India’s gem & jewellery sector
has increased its vigil over menace of illicit diamonds. It seems the Indian diamond trade bodies have taken the issue of illicit or fake (lab made) diamonds very seriously.
Four major trade bodies viz. Gem & Jewellery Export Promotion Council (GJEPC), Bharat Diamond Bourse (BDB), Mumbai Diamond Merchants’ Association (MDMA) and All India Gem & Jewellery Trade Federation (GJF), which represents retailers, have joined hands to curb the ever-spreading plague of illicit or fake diamonds.
The above-mentioned four major organizations of the Indian gem and jewellery industry have recently set up a wide-based committee tasked to “uproot the grown-up tree” of undisclosed illicit diamonds. The committee which is formed to develop a common strategy among all stakeholders has been empowered to act as a watchdog and take stern action against those knowingly circulating undisclosed lab-made diamonds. Mr. Ashish Mehta of reputed firm Kantilal Chhotalal has been elected as Convener of the committee.
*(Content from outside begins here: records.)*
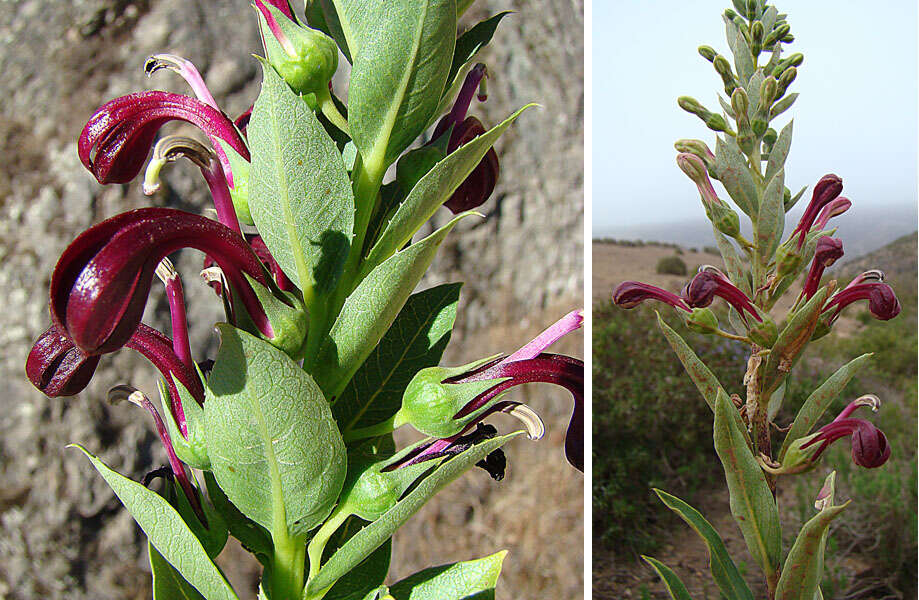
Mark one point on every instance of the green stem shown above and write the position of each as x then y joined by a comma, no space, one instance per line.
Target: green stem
317,544
328,108
387,426
287,566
Mr. Rajiv Jain, Chairman of the GJEPC had earlier clarified the Council's stand saying, "The Council has always maintained a zero tolerance level on any such malpractices. Our structure is such that we cannot tolerate any misuse of the reputation of the diamond trade. Along with the established diamond laboratories the Council will always work towards protecting the trade and consumer confidence."
Mr. Sanjay Kothari, Vice Chairman of the GJEPC explains, “The factual reporting of any violation of norms would be at the member trade body’s level. These trade bodies would now encourage members to report such violations and they would bring them to the committee's knowledge. The committee would then initiate the appropriate action through the association.”
Mr. Kothari further says, “The committee would circulate letters through its member-associations asking them to bring any violation of norms to the committee’s notice. This way we can assure that there is an effective system to be sure that any violation of norms would be reported and dealt with harshly.”
The committee has also taken necessary care to keep technical expertise is on hand. “That’s the reason we taken the leading laboratories on board of this committee,” Mr. Kothari says.
The vital question that arises now is how many carats of these illicit synthetic diamonds must have been circulated into the market as authentic diamonds? Market experts say that fake diamonds of billions of dollars have been sold into the global market since 1990. They are also being used as collateral to back international investment funds.
According to statistics made available by a Global research say about 500-million carats of synthetic diamonds are being sold each year globally since 1990.
and gem forensic laboratories DiaLab in South Africa, has recently developed a new technology which claims to be 99.99 per cent accurate at detecting lab-made synthetic diamonds that were potentially sold as authentic natural diamonds to the world-investors and into the global retail diamond markets. The sources of the lab say that it tested as many as 1,500 diamonds from the Western Cape market and revealed that up to 20 per cent of the diamonds in circulation were synthetic, or they were processed to enhance their appearance.
The global diamond industry should treat this as a red alert and take drastic action against the wrong doers as the figures mentioned above may be just tip of an ice-berg. India’s diamond sector has raised its antenna by constituting a committee to keep a vigil over fast spreading menace of illicit lab-made diamonds. Rest of the world should follow the example.